Black Elk Speaks Summary
Black Elk Speaks is a 1932 book written by John G. Neihardt, who interviewed the Oglala Medicine Man Black Elk in 1930. Black Elk, who only spoke Lakota, used his son Ben Black Elk, as his translator, and Neihardt took copious notes during the interviews, later compiling them into the book. Since its original publication, Black Elk Speaks has received critical acclaim.
Central to the story is Black Elk’s first vision, which he had when he was nine years old. Black Elk described a journey to a cloud world in the sky, where the six grandfathers gave him sacred objects which would allow him to maintain the sacred hoop of the Lakota. It was with this vision that Black Elk knew he was different that the other Lakota, but a difference that brought great responsibility as well.

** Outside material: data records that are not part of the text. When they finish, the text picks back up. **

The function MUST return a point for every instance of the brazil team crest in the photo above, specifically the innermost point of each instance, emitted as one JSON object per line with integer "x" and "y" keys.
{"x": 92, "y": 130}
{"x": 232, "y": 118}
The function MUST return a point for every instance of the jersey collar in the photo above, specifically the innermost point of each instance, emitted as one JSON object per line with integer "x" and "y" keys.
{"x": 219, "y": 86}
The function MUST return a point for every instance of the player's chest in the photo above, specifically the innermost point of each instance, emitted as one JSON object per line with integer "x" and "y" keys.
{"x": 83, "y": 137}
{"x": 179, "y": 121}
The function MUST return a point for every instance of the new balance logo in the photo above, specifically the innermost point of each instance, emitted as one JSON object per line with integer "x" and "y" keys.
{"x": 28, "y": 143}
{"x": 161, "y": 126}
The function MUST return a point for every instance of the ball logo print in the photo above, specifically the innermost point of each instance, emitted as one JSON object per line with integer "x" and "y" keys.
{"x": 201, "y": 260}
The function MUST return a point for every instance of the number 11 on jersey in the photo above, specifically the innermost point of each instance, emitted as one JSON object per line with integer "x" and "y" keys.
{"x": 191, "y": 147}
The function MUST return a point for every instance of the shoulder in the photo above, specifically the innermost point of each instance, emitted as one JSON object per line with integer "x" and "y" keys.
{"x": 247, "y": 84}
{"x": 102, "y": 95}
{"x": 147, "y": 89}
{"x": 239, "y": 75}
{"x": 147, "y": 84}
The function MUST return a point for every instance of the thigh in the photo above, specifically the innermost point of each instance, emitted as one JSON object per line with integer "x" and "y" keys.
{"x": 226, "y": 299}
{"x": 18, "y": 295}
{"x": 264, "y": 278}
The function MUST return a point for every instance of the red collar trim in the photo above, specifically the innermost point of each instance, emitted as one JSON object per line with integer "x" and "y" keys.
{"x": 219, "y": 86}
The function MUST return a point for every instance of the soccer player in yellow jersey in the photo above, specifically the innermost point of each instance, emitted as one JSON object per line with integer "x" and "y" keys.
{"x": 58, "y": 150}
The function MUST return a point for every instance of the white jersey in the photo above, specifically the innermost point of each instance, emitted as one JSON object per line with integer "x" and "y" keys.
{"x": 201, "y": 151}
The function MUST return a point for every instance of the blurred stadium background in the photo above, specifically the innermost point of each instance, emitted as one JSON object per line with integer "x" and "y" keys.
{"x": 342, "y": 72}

Black Elk also discussed the increasing hostility between the Lakota the United States, and Black Elk recounts key details from the Battle of Little Big Horn, where the Lakota and Cheyenne defeated Custer’s 7th Cavalry. Eventually, Black Elk begins to question his vision, as it does not seem possible for him to be able to save his people. After the death of Crazy Horse, in 1877, Black Elk and several others fled to Canada.
Later, Black Elk describes his time with Buffalo Bill Cody’s Wild West Show, traveling to Chicago, New York, and Europe. In Paris, he has a new vision, and returns home only to suffer the massacre at Wounded Knee and the assassination of Sitting Bull in 1890. In the end, Black Elk is disappointed and believes his was never able to use the powers granted in his vision.